Yes We Camp














On the morning of July 8, as the Group of Eight (G8) world leaders began arriving in L’Aquila, Italy, activists scaled the hill overlooking the red zone and laid out huge sheets of white plastic to form 10-meter-high letters reading, "Yes We Camp," the slogan of the citizens’ committees in L’Aquila, which was hit by a 6.3 magnitude earthquake on April 6, 2009. And it was on display for world leaders during the G8 summit being held just outside the city in an area off limits to the local people.

The G8 summit was originally to take place on the island of Sardinia, but on April 23, Silvio Berlusconi, Italy’s scandal-ridden prime minister, made the surprise announcement that it would be moved to L’Aquila, saying it would put the world’s spotlight on the devastated city. But that’s not how it was seen by local residents still mourning the loss of friends and loved ones—300 people died in the quake—as well as their homes and their city.

Among the first events organized by the citizens committee was a candlelight march to remember the victims. The march started at midnight, with 5,000 people holding candles illuminating what everyone remarked was now a ghost town. Only 23,000 of the 70,000 residents remain in the city—nearly all of them living in the camps—while the others were moved to hotels on the coast. "L’Aquila is Italy’s New Orleans" commented Francesca, a Code Pink activist from California who was in Italy for the No Dal Molin demonstration.

Unlike most Italian marches, there were no signs, flags, or banners, aside from one with the names of victims and another with two words, "Truth and Justice," a demand seen as "the best way to keep the memory of those who are no longer with us alive." The silence was broken only by the sound of helicopters flying overhead, monitoring the peaceful march.

I asked people what they thought of holding the G8 in L’Aquila.
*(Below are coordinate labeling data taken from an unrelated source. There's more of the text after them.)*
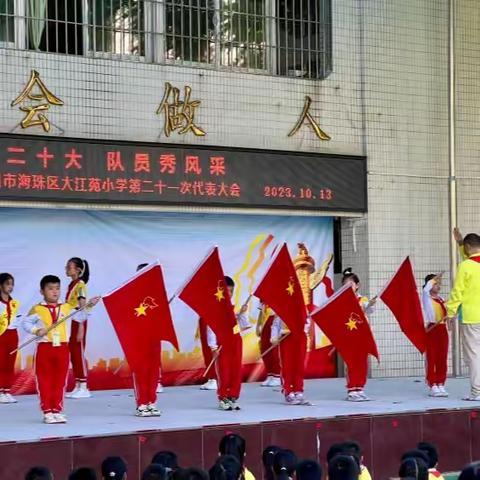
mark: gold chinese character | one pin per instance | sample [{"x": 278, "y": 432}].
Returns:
[
  {"x": 34, "y": 108},
  {"x": 306, "y": 116},
  {"x": 179, "y": 115}
]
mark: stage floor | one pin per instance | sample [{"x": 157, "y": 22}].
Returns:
[{"x": 111, "y": 412}]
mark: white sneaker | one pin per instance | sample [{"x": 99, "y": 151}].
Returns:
[
  {"x": 59, "y": 418},
  {"x": 143, "y": 411},
  {"x": 154, "y": 411},
  {"x": 81, "y": 392},
  {"x": 267, "y": 382},
  {"x": 275, "y": 382},
  {"x": 443, "y": 391},
  {"x": 354, "y": 397},
  {"x": 49, "y": 418},
  {"x": 210, "y": 385}
]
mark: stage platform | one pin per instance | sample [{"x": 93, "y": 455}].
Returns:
[{"x": 399, "y": 415}]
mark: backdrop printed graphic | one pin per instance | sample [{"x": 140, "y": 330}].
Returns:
[{"x": 40, "y": 241}]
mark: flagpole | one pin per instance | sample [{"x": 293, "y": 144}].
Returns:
[{"x": 54, "y": 326}]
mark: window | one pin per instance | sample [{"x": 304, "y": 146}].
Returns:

The most common criticism was the inappropriateness of using the tragedy as a backdrop for the international summit, especially so soon after the earthquake. Others talked about how the G8 was bringing more inconvenience to people who were already suffering, with military checkpoints, road closures, and the blocking of internet and cell phone service for the duration of the summit. In addition, the frenetic 24-hour work to prepare the city for the G8 took vital resources away from the reconstruction work that would help get people back into their homes before winter.

However, it wasn’t just the G8 that brought more control and restrictions to the citizens of L’Aquila. As the residents of the tent camps began to recover from the earthquake and started organizing to demand a role in the rebuilding of their city, new rules came into effect. In an attempt to stifle dissent, distributing flyers was forbidden within the camps, as was organizing assemblies.

But organize they did, in part thanks to the space set up in a public park by the 3e32 committee, the only place in L’Aquila where people can gather outside the tent camps and where everyone can come and go as they please—without checkpoints. There is a main tent for events, meetings, concerts, theater, Internet, and a fair trade shop.

On July 7, the day before the official start of the G8, the citizens’ committees organized an all-day forum. Local residents, as well as people from all over Italy, gathered to talk about the reconstruction, both physical and social, of L’Aquila. The central focus of the citizens’ committees is the 100 percent Campaign, which calls for 100 percent reconstruction of the city, 100 percent participation on the part of the local residents in the decisions that affect the city, and 100 percent transparency regarding how reconstruction money is spent.

The committees have deemed the funds thus far authorized by the Italian government insufficient to rebuild the city. Adding insult to injury, the Italian parliament nevertheless recently approved the purchase of 131 Lockheed Martin F-35 Joint Strike Fighter jets for a total of 13 billion euro.

As the G8 came to a close, there were some concerns that there would be no "withdrawal" from L’Aquila. Throughout Italy, unpopular decisions handed down from the central government are increasingly enforced by the military, including the construction of incinerators at Acerra and mega-landfills at Chiaiano near Naples. Berlusconi has also threatened to use the military to enforce the construction of a new U.S. base in Vicenza and, more recently, for the construction of new nuclear power plants.

However, in each of these cases, the local people have succeeded in creating a movement to defend their territory and their right to dissent. In this day of "representative systems" that are in effect killing democracy, the local citizens’ committees and assemblies are examples of true democracy.